Healthy eating for discriminating palates

Blueberry Muffins with Crumb Topping February 4, 2010

Filed under: Breads — epicureanvegan @ 2:21 pm
Tags: , , , ,


I found this recipe online from Vegetarian Times and I love that there is no oil and no need for egg-replacer. These are by far, the Best. Blueberry. Muffins. Ever. I added the crumb topping because really, that’s like icing on the cake . . . only sweet topping on the muffin!

INGREDIENTS:

Muffins:

1/4 C Earth Balance margarine

1/2 C apple sauce

1/2 tsp salt

1 C sugar

2 C flour

1 Tbs baking powder

1 tsp vanilla

1/2 C almond milk

2 C fresh blueberries

Crumb topping:

1/4 C sugar

1/8 C flour

3/4 tsp cinnamon

2 Tbs Earth Balance butter

DIRECTIONS:

Preheat oven to 350. Using an electric mixer, combine all the muffin ingredients, except the blueberries. Mix well. Fold in the blueberries.

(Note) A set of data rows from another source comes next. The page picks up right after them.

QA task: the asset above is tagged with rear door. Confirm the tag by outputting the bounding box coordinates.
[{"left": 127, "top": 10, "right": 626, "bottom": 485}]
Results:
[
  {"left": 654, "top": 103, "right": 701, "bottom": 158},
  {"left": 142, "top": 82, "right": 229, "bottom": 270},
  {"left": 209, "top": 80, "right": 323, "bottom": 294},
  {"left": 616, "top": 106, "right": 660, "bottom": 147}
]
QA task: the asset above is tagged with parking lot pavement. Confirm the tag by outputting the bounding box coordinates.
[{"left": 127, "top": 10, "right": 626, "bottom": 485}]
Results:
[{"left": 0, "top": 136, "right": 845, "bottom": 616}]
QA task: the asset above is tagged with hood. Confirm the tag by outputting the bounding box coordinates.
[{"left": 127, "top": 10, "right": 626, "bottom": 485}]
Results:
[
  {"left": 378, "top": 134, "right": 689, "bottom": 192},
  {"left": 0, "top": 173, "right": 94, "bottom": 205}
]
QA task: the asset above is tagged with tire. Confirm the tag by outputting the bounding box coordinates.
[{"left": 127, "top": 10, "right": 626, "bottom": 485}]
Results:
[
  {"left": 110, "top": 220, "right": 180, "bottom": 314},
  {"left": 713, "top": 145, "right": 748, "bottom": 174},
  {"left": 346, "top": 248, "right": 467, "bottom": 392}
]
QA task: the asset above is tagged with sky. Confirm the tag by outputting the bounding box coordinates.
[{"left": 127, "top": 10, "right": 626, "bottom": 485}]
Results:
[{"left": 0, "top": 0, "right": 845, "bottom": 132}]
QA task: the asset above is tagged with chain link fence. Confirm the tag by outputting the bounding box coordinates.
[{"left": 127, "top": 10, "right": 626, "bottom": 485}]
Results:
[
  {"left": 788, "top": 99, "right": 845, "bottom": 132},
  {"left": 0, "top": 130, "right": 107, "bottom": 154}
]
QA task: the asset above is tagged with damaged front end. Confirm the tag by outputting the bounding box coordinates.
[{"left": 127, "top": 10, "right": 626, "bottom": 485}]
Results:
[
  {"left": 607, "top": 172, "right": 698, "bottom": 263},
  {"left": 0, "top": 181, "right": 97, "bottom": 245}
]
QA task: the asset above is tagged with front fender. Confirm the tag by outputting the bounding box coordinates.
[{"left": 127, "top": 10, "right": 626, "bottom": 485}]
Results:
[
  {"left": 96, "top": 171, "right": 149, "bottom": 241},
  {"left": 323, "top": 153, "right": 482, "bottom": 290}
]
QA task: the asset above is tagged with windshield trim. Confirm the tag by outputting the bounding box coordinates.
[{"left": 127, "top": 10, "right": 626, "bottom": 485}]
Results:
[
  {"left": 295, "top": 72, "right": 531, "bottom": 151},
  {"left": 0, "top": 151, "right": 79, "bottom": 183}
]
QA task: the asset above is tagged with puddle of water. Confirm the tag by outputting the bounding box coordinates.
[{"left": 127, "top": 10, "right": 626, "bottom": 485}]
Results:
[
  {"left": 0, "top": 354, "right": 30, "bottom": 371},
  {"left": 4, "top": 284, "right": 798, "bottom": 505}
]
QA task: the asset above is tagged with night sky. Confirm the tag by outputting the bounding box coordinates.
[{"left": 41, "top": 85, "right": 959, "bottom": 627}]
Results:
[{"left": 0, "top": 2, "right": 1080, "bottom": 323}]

Either use muffin cups, or spray a muffin tin with cooking spray. Evenly fill each muffin cup (12). To make the crumb topping, combine all the crumb topping ingredients in a bowl and mix well using a fork.  Generously sprinkle the tops of each muffin with the crumb topping.

Bake for 30-33  minutes. Let cool on a rack for 5-10 minutes before removing from the pan. Enjoy!